In a rare moment of artistic brilliance, a physics teacher clamps a metal plate to a table, shakes a load of salt onto it, pulls out a violin string and draws it across the plate. The plate vibrates in a pure tone at 600 Hz. The salt moves around and finally settles when the plate is done vibrating. Quite miraculously (perhaps), the salt forms the pattern shown in Diagram A. Pushing his luck, the teacher tries again, producing the even more spectacular pattern shown in diagram B. What frequency did the plate vibrate at to produce the pattern shown in Diagram B?

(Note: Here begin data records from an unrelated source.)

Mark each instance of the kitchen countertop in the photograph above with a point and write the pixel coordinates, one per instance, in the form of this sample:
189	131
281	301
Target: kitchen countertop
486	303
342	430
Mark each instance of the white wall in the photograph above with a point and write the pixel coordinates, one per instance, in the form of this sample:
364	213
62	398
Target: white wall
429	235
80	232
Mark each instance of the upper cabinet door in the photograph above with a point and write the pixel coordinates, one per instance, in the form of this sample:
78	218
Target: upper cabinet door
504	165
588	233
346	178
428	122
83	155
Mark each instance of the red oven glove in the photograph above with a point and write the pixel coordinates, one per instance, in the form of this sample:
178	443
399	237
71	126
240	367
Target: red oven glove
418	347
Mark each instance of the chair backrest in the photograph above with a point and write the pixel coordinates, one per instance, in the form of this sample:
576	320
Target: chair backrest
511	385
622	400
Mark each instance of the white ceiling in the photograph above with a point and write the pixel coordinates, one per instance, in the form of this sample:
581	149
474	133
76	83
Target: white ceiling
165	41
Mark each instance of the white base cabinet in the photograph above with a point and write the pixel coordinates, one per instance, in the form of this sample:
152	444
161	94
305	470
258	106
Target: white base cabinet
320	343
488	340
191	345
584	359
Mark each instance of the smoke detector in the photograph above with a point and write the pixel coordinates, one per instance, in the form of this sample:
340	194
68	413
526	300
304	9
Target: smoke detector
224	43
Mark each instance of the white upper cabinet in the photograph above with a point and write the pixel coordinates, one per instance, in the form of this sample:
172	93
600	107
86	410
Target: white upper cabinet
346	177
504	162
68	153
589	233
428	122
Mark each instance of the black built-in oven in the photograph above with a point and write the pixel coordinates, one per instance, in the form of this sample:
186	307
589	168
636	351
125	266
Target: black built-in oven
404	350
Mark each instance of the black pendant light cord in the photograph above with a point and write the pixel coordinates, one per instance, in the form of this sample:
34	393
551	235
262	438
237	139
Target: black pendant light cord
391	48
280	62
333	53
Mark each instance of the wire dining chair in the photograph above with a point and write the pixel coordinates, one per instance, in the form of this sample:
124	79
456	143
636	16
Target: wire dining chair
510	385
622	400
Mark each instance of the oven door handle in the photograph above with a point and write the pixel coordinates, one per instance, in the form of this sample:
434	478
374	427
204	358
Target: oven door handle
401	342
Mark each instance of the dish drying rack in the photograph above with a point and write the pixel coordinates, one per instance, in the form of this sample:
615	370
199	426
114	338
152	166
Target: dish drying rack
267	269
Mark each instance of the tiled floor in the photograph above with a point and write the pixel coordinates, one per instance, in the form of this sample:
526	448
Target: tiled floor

The metal plate vibrates at one of its natural frequencies. The frequency is associated with a standing wave pattern characterized by nodes and antinodes. As the plate vibrates, the salt vibrates off the antinodal positions and settles onto the nodal positions. The diagram shows how the salt has settled on the metal plate. The locations of the salt are locations of the nodal positions.

Natural Frequencies and Standing Wave Patterns:
All objects have a natural frequency or a set of natural frequencies at which they vibrate at. Each frequency in the set is referred to as a harmonic frequency and is associated with a unique standing wave pattern. The standing wave pattern is characterized by the presence of nodes and antinodes that are always present at the same position along the medium. The fundamental frequency or first harmonic has the smallest possible number of nodes and antinodes. The standing wave patterns for the other harmonics - second, third, fourth, etc. - have an increasing number of nodes and antinodes.

The vibration of a two-dimensional plane (like the metal plate in this question) is significantly more complicated than the vibration of a one-dimensional string or wire. The analysis of the pattern is best done if an effort is made to visualize looking along the plane of the metal plate and viewing the vibrations of the plate's edge. Diagram A shows the fundamental frequency of the plate - it is the lowest natural frequency at which the plate can vibrate. Looking along the plane of the plate, there would be nodes on the two ends of one edge and an antinode in the middle. Diagram B shows a higher harmonic frequency. Looking along the plane of the plate, there would be four nodes (two on the ends of the edge) and three antinodes. There are three times the number of antinodes in diagram B compared to diagram A; thus, the frequency associated with diagram B would be three times that associated with diagram A.